When I addressed tobacco, but also dietary intake with Greg, he was surprised to be asked, but consented to a food chart. Greg lived mainly off foods such as fried chicken, chips, burgers, and pizza – he had never given any significant thought to his food intake and neither apparently had his healthcare professionals. I talked gently with Greg about possible plant-based options, and how these in theory could affect his mood.

The transformation in Greg was one of the most touching and rewarding experiences of my career. Greg’s mood, with his decision to make his diet plant-centred and give up tobacco, went from depressed and anxious to optimistic and cheerful about his future and his body – in over just a two-week period. Placebo effect? Perhaps. However, Greg might have finally started to respect his body and, almost as importantly, he increased his own self-respect too – his own mental health improving as a result.

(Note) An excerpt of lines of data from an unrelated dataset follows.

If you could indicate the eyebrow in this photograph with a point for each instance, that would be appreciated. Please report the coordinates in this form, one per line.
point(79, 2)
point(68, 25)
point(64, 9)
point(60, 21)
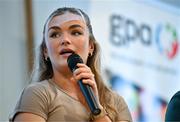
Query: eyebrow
point(71, 27)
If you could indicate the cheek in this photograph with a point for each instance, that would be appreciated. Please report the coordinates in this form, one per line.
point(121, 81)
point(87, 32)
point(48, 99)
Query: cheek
point(51, 46)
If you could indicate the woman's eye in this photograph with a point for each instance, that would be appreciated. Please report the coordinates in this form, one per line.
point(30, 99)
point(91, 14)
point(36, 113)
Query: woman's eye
point(55, 35)
point(76, 33)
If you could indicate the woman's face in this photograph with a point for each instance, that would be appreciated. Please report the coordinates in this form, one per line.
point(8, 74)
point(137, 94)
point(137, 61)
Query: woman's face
point(65, 34)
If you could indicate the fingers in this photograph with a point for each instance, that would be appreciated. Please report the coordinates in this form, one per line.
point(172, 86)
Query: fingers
point(85, 73)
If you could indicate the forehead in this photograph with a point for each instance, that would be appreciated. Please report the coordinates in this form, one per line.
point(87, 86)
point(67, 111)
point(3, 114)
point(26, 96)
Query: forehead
point(64, 18)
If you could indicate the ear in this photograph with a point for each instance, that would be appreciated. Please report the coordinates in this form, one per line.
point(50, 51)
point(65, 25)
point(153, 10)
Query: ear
point(91, 47)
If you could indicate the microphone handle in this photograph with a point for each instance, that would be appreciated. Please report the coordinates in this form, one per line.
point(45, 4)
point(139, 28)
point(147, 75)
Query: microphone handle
point(90, 98)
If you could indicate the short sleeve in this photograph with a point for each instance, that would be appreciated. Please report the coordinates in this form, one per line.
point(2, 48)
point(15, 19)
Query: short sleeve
point(123, 113)
point(32, 100)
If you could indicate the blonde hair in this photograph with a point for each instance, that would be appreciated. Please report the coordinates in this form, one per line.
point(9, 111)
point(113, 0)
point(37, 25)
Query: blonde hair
point(43, 68)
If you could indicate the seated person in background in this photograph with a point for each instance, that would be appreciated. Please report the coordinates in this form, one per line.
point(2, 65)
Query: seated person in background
point(173, 108)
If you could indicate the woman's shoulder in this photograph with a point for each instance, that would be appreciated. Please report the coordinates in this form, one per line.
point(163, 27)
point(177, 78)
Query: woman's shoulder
point(43, 87)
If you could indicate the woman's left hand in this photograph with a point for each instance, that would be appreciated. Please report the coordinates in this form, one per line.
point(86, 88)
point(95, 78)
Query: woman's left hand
point(84, 72)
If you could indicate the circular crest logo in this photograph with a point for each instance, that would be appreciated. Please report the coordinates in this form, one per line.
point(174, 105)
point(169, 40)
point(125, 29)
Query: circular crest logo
point(167, 40)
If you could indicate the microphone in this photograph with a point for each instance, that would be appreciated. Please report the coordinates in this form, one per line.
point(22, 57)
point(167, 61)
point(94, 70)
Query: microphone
point(87, 91)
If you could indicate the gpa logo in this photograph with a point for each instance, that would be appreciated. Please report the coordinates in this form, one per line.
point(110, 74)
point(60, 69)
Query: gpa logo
point(167, 40)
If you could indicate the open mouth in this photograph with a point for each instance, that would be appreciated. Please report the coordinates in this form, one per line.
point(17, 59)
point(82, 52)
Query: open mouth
point(66, 52)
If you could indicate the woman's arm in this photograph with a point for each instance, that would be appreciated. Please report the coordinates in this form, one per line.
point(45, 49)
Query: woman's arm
point(28, 117)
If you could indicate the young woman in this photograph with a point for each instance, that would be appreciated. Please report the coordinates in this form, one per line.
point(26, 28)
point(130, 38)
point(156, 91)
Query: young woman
point(56, 96)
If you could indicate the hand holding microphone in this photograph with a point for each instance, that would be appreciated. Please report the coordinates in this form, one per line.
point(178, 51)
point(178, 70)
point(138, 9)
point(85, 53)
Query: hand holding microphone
point(86, 89)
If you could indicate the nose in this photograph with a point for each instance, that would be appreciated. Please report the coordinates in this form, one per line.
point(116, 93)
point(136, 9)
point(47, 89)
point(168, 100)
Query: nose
point(64, 40)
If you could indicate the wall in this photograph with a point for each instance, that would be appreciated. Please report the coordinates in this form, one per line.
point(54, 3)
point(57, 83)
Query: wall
point(13, 66)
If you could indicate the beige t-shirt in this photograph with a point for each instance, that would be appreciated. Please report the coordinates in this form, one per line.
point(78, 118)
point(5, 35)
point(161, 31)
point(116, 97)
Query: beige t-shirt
point(49, 101)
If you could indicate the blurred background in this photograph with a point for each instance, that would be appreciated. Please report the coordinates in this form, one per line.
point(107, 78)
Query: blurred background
point(139, 40)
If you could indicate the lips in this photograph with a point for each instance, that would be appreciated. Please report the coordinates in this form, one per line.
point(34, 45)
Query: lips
point(66, 52)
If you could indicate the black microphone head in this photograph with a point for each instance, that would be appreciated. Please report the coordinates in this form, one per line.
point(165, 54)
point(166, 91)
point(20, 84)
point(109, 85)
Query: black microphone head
point(72, 61)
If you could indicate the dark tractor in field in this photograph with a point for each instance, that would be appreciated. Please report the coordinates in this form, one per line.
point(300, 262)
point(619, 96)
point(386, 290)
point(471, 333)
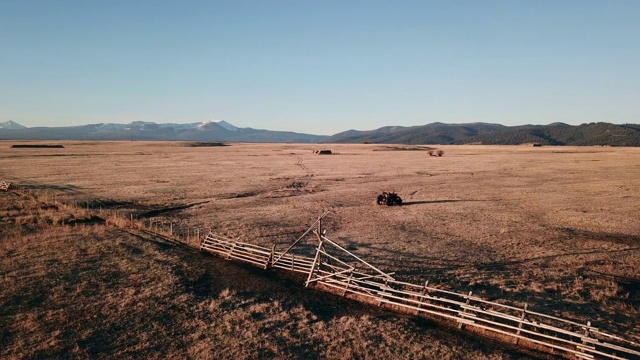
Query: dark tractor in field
point(389, 199)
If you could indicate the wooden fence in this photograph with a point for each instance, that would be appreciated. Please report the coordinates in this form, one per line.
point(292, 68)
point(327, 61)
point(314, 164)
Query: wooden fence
point(345, 273)
point(366, 283)
point(5, 185)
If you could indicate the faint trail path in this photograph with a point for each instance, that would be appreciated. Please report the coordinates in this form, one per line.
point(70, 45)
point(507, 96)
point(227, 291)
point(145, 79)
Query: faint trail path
point(304, 167)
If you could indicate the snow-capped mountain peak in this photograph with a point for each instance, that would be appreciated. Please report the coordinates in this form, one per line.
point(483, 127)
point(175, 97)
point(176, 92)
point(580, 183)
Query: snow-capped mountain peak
point(221, 123)
point(11, 125)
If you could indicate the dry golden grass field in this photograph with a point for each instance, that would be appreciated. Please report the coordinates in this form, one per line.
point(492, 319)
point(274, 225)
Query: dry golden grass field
point(554, 227)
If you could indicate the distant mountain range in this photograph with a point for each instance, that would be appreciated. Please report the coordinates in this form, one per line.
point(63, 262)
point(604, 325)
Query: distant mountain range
point(214, 130)
point(495, 134)
point(434, 133)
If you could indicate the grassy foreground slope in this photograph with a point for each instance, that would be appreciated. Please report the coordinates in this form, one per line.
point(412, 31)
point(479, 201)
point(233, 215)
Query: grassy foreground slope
point(101, 292)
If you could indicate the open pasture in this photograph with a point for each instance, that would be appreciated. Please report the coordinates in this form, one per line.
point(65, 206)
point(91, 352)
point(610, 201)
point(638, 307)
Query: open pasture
point(554, 227)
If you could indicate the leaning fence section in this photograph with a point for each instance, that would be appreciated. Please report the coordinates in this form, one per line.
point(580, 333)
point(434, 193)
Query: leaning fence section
point(360, 280)
point(5, 185)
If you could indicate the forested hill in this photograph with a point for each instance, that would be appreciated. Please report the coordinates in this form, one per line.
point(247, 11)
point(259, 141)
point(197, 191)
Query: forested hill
point(495, 134)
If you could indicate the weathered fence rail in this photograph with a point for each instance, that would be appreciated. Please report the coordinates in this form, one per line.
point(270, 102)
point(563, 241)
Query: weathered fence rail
point(5, 185)
point(356, 278)
point(571, 338)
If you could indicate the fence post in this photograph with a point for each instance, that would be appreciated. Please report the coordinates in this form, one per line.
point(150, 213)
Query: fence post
point(344, 292)
point(383, 291)
point(524, 315)
point(270, 259)
point(464, 310)
point(424, 292)
point(231, 251)
point(316, 260)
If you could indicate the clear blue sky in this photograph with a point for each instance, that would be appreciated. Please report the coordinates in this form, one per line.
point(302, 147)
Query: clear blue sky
point(319, 66)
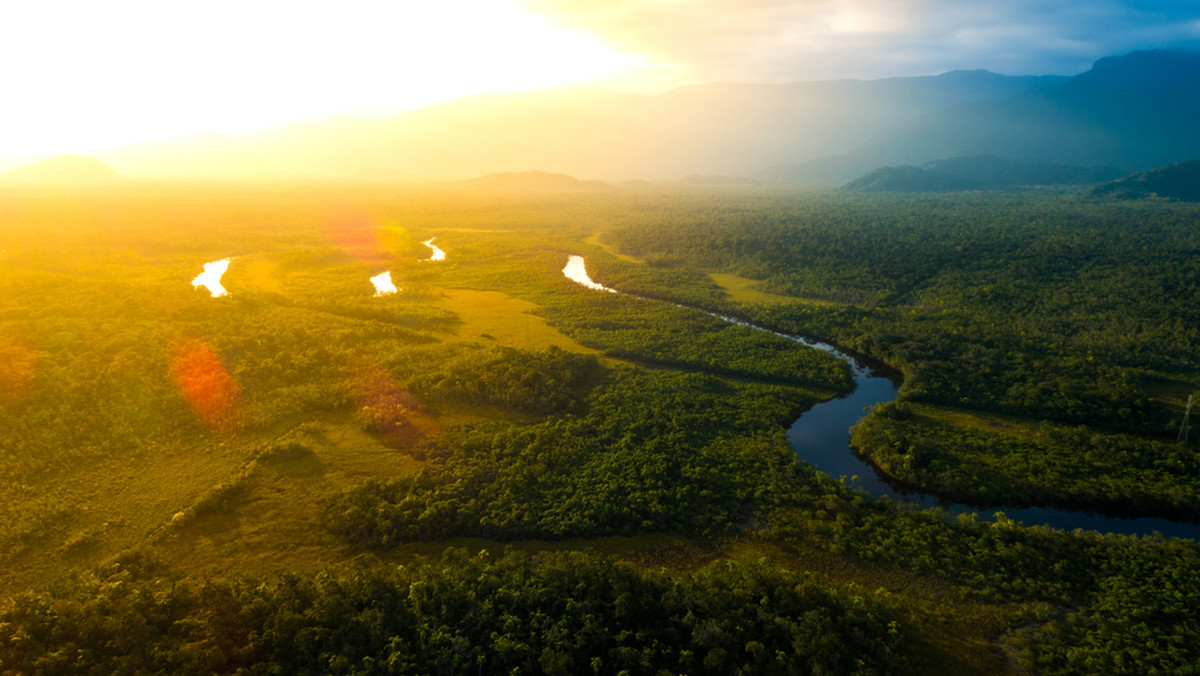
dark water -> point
(821, 436)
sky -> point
(82, 76)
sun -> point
(87, 76)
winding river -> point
(821, 437)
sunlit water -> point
(383, 283)
(576, 271)
(438, 255)
(821, 437)
(210, 277)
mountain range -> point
(1131, 112)
(978, 172)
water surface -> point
(210, 277)
(821, 437)
(383, 283)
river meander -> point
(821, 437)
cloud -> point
(796, 40)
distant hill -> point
(978, 172)
(907, 179)
(537, 181)
(1180, 180)
(1134, 112)
(63, 169)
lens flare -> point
(384, 406)
(205, 383)
(358, 234)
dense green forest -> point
(303, 477)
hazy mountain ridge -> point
(1133, 112)
(979, 172)
(1180, 180)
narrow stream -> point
(821, 437)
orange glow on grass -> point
(18, 364)
(384, 406)
(205, 383)
(358, 234)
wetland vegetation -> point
(496, 470)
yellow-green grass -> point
(993, 423)
(594, 240)
(739, 289)
(497, 318)
(951, 633)
(1174, 390)
(274, 521)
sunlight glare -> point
(576, 271)
(383, 283)
(148, 70)
(437, 253)
(210, 277)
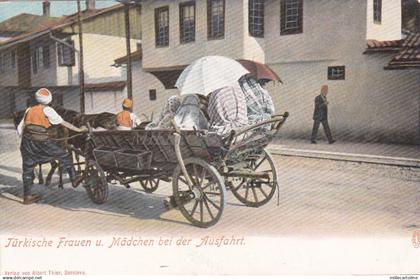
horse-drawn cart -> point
(200, 165)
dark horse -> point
(102, 120)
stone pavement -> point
(388, 154)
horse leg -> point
(54, 165)
(40, 177)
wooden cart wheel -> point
(149, 185)
(202, 204)
(95, 182)
(255, 192)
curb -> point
(361, 158)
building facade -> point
(308, 43)
(48, 56)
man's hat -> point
(128, 103)
(43, 96)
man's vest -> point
(124, 119)
(36, 116)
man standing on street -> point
(321, 116)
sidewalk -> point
(388, 154)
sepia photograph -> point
(209, 138)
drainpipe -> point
(127, 43)
(81, 69)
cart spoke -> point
(208, 208)
(263, 192)
(213, 193)
(255, 194)
(208, 185)
(201, 211)
(212, 202)
(246, 192)
(183, 180)
(201, 179)
(194, 208)
(195, 175)
(240, 185)
(258, 165)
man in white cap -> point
(126, 119)
(36, 147)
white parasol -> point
(208, 74)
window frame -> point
(157, 13)
(377, 11)
(46, 59)
(37, 59)
(210, 35)
(283, 19)
(182, 5)
(334, 76)
(251, 31)
(152, 95)
(60, 54)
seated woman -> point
(227, 110)
(259, 104)
(167, 115)
(190, 114)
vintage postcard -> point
(209, 137)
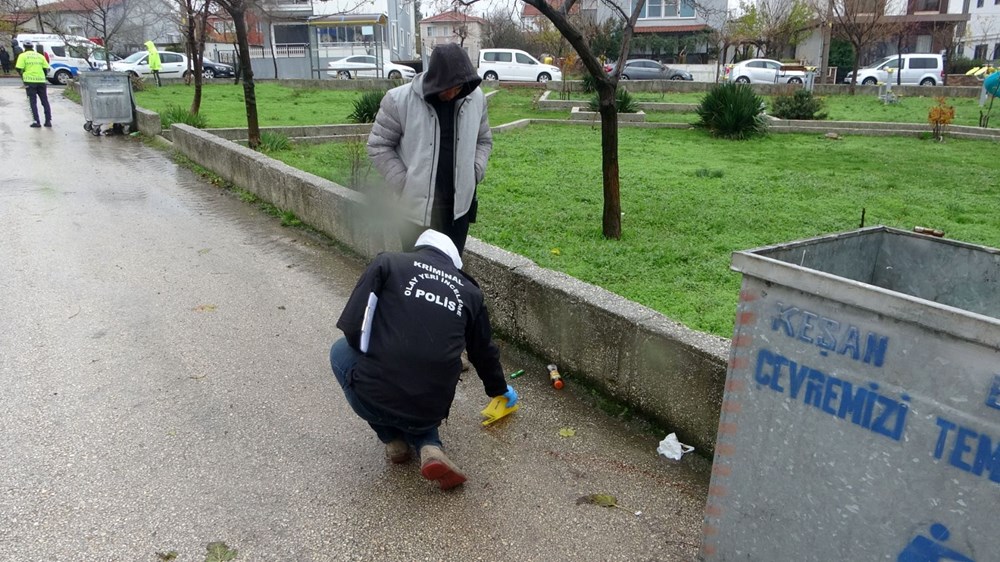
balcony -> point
(289, 7)
(928, 7)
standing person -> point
(154, 61)
(5, 60)
(16, 50)
(431, 141)
(405, 325)
(33, 68)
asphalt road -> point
(165, 380)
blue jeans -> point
(343, 357)
(37, 92)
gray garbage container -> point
(107, 99)
(861, 417)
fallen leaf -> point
(220, 552)
(603, 500)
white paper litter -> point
(671, 448)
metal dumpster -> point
(106, 98)
(861, 416)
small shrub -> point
(939, 116)
(288, 218)
(623, 101)
(138, 85)
(732, 111)
(175, 114)
(366, 107)
(801, 104)
(273, 142)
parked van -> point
(925, 69)
(513, 64)
(68, 55)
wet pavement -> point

Although it’s been around 5 years since I last saw Greg, this change might have opened the door for him, and those around him, to live more healthily. In the right time and place, hopefully more of therapists like me can help others to do so as well.

* The following article does not, and is not intended, to represent the views of the Health and Care Professions Council, or the British Psychological Society. This article does not constitute formal medical advice, in any part. Dietary changes can be a powerful medical intervention – when in doubt, seek advice from a licensed, experienced health professional in this area.
** Name and age has been changed in this example.